Each development project also includes a feasibility study based on samples or measurements carried out on site. We explain both the background and the objective.
The feasibility analysis provides a basis for deciding whether and how a solution can be implemented. Based on this analysis we are able to give our customers feedback on the general feasibility of an acoustic solution. Additionally, it is an effective way to estimate the resources needed for implementation. If an acoustic solution turns out to be unsuitable, this will also be reflected in the feasibility analysis.
In the quality inspection of small parts, the feasibility is examined using samples – both good and bad parts.

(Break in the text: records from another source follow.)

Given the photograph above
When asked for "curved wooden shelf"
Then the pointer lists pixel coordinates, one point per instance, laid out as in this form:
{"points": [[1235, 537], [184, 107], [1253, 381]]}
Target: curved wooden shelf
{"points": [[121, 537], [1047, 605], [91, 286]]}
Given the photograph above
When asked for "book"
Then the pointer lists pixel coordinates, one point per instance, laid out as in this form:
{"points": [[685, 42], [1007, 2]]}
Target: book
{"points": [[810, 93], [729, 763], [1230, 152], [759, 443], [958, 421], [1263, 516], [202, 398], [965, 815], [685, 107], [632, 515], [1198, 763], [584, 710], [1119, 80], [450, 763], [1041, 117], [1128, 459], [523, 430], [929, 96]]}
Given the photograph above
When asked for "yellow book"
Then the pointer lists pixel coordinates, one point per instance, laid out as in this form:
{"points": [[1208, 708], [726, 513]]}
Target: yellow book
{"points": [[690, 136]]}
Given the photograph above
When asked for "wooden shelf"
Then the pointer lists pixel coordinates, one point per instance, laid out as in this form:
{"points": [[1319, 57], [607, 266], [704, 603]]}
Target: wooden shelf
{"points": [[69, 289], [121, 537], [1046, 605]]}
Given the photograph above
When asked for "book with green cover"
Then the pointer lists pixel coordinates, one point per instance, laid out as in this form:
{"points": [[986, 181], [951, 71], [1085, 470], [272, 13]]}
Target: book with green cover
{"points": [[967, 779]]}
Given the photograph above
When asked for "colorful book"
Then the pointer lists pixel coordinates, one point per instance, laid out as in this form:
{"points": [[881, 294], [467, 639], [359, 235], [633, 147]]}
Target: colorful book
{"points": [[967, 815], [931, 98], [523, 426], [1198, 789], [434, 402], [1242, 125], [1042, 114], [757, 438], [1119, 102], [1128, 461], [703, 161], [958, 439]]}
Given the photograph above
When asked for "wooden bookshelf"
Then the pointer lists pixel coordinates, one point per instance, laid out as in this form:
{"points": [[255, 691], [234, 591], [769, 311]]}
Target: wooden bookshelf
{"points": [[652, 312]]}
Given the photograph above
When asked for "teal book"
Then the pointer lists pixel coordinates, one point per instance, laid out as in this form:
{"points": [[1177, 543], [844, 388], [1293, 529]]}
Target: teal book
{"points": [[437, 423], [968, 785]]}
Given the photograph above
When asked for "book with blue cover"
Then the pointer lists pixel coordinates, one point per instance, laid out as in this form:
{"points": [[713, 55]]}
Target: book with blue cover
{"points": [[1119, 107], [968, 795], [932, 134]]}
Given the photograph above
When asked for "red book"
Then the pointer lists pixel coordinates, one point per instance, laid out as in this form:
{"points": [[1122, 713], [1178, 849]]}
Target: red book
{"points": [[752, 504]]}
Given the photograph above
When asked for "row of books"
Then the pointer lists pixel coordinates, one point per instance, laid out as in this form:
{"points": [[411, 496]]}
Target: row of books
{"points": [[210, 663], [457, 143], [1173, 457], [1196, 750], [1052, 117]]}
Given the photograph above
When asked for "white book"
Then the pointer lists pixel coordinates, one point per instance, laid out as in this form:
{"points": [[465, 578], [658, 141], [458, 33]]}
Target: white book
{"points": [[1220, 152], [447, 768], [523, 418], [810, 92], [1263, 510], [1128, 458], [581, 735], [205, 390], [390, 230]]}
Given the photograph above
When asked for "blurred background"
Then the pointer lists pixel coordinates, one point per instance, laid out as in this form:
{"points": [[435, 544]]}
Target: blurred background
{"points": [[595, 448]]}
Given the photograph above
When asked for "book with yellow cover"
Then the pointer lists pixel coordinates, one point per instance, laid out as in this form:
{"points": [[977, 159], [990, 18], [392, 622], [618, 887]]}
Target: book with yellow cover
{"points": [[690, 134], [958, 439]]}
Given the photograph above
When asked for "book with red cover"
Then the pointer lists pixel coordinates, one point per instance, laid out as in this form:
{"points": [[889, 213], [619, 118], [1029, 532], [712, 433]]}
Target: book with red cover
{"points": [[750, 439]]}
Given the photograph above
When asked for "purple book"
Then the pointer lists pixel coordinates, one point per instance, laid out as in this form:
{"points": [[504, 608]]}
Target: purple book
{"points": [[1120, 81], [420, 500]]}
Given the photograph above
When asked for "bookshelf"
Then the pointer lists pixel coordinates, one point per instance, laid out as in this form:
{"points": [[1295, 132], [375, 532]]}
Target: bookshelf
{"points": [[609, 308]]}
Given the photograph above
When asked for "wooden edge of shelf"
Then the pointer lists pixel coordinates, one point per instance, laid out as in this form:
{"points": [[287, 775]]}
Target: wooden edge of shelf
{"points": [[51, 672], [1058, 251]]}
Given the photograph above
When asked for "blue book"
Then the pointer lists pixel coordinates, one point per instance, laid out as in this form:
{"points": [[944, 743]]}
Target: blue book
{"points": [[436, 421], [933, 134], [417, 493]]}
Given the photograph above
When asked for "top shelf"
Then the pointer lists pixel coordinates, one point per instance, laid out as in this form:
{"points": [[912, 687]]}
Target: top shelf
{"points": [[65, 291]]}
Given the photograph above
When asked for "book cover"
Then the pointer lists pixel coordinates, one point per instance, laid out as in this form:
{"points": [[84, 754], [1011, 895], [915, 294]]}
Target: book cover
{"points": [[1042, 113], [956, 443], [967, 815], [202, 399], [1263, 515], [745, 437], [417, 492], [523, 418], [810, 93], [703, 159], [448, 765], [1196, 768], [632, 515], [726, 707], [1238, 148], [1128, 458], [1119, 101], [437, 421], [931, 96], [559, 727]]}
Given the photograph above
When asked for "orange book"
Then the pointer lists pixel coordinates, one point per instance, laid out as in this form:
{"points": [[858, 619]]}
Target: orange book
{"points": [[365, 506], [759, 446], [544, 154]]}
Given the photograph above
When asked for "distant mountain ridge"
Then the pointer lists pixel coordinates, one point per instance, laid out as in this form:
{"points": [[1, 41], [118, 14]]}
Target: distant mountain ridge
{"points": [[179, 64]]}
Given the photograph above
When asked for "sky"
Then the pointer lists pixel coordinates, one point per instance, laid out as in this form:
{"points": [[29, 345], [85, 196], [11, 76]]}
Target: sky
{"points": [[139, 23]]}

In the case of process and condition monitoring, however, on-site measurements are usually necessary.
First we determine the type of sensor (1) best suited for the task – USS4 or USS5 in airborne or structure-borne sound version. We then measure the process of interest and perform a frequency analysis of the audio signal (2). At this point an extensive data analysis is carried out, in which we also evaluate other characteristics of the sound signal. Then we parameterise a bandwidth filtering (3) on the sound sensors to suppress or at least attenuate non-relevant frequency components of the audio signal. After that we perform a level adjustment of the filtered audio signal (4) and select a suitable algorithm to solve the measurement problem (5). In the last step (6) we define the output or switching behaviour of the sensors so that the controller can either stop the relevant process for correction or the object detected as defective can be discharged. From this point on, the sound sensor is able to perform the monitoring or testing tasks independently. The sound sensor makes its decisions almost in real time.
The result is a detailed report of several pages describing measurements, procedure and outcome. Based on this report we draw conclusions regarding the feasibility of the project and make recommendations for further steps.